Plans to equalise the minimum wage for all ages are being cast into doubt as youth unemployment rises. Keir Starmer today insisted the government will stick to its manifesto pledge but didn’t commit to a timeline for the change. Chancellor Rachel Reeves said Labour needed to get the “balance right”.
The commitment to raise the minimum wage for 18- to 20-year-olds to the same hourly rate as older people is facing pushback from business groups, who say hiring young people would become too expensive. The unemployment rate for 16- to 24-year-olds is already at the highest level in more than a decade, at 16.1%, according to Office for National Statistics figures released yesterday.
What did the commentators say? “Labour has been its own worst enemy,” said the Financial Times editorial board. Although global economic uncertainty, advances in AI and higher interest rates have all played a part in cooling the job market, “own goals” by the government, especially on national insurance contributions, are “adding insult to injury”. Britain’s latest jobs numbers, with “losses concentrated” in “sectors that disproportionately employ the young”, look “grim” for a “party that prides itself on serving ‘working people’”.
Let’s not overlook just how much AI is affecting the job market for young people, said City A.M.’s Saskia Koopman. “Hiring freezes” have “overtaken mass layoffs”, making it difficult to get a foot on the employment ladder. If hiring – particularly in “AI-exposed areas” – continues to “stall”, the current “cyclical cooling could turn into something more persistent”.

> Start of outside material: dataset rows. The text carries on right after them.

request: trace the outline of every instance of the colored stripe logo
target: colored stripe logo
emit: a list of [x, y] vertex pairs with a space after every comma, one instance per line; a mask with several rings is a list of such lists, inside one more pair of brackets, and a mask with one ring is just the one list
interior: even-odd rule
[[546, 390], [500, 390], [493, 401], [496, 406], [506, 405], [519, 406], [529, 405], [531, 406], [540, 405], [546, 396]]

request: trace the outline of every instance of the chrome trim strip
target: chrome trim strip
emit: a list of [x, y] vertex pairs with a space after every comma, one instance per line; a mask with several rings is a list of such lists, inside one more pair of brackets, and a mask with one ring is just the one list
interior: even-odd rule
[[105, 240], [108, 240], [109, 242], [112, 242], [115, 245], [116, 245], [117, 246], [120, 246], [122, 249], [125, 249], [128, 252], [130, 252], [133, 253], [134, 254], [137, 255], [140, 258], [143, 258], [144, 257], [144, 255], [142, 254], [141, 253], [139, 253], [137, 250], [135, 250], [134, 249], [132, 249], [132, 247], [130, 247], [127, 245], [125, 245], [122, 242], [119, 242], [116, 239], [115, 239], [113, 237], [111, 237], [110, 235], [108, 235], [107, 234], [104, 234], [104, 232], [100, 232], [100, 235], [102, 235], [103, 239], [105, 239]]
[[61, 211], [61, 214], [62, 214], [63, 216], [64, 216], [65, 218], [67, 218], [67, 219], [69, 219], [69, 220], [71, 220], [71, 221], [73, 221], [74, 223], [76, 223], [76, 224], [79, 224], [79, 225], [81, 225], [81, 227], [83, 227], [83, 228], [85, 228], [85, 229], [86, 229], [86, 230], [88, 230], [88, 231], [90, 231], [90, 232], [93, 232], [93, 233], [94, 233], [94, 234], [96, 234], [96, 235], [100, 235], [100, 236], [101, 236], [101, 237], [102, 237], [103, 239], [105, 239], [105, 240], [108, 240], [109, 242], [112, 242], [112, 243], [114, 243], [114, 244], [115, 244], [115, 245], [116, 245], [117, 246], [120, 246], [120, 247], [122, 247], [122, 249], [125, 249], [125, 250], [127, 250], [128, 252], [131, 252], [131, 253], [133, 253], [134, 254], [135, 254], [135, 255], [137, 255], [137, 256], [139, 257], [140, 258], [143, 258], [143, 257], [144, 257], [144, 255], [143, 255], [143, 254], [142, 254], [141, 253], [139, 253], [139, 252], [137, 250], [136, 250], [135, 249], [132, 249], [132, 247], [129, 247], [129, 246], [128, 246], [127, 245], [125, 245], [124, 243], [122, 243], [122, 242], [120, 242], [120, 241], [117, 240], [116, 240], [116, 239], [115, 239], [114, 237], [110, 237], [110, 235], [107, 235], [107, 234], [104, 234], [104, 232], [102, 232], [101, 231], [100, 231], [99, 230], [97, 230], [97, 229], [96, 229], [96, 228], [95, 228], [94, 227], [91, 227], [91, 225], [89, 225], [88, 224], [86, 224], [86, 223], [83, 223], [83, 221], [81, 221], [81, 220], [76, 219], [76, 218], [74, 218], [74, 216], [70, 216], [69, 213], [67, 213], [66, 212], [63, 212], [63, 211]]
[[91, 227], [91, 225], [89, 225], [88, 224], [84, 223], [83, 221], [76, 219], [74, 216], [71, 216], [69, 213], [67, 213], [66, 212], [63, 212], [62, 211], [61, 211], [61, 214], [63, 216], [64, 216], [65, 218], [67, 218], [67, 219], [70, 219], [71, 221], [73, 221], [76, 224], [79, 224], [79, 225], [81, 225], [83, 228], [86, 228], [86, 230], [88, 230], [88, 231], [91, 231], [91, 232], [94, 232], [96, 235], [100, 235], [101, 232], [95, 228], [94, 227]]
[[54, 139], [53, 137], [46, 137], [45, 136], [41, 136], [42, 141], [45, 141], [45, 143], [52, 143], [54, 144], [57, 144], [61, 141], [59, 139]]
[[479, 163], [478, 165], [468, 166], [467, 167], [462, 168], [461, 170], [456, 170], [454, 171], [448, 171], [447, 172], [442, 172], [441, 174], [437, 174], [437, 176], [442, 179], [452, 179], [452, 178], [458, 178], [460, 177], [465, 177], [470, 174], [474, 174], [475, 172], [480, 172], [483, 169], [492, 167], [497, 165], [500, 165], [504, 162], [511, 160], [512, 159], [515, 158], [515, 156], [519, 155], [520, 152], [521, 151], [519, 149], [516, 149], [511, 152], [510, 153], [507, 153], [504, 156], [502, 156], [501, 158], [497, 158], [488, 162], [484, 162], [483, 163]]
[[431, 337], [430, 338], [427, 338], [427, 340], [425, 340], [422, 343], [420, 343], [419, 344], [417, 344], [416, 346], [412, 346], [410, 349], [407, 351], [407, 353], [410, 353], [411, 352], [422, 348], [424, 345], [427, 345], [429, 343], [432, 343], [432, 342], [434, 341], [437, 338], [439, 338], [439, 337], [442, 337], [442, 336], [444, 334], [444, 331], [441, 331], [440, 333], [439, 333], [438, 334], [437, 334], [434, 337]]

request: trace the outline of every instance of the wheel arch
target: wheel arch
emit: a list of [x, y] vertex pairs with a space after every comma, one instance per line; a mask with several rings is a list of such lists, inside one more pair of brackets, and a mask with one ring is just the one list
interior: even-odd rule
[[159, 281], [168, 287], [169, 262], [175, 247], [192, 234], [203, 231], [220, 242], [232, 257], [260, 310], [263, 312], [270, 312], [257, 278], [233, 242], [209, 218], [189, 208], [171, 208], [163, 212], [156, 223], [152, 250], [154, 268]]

“The time has come for the brutal truth,” said Chloe Combi in The Independent. “Young people are being, and have been, failed.” Something has gone “profoundly wrong”, and it’s not young people’s fault: that lies “with the generations before them that created this no-hope landscape”.
What next? Whether the government delays its promised age-band equalisation or not, more action is needed to help young people, said Combi in The Independent. We should be “pooling money into professional training and learning programmes”, which “would be an investment on so many levels”.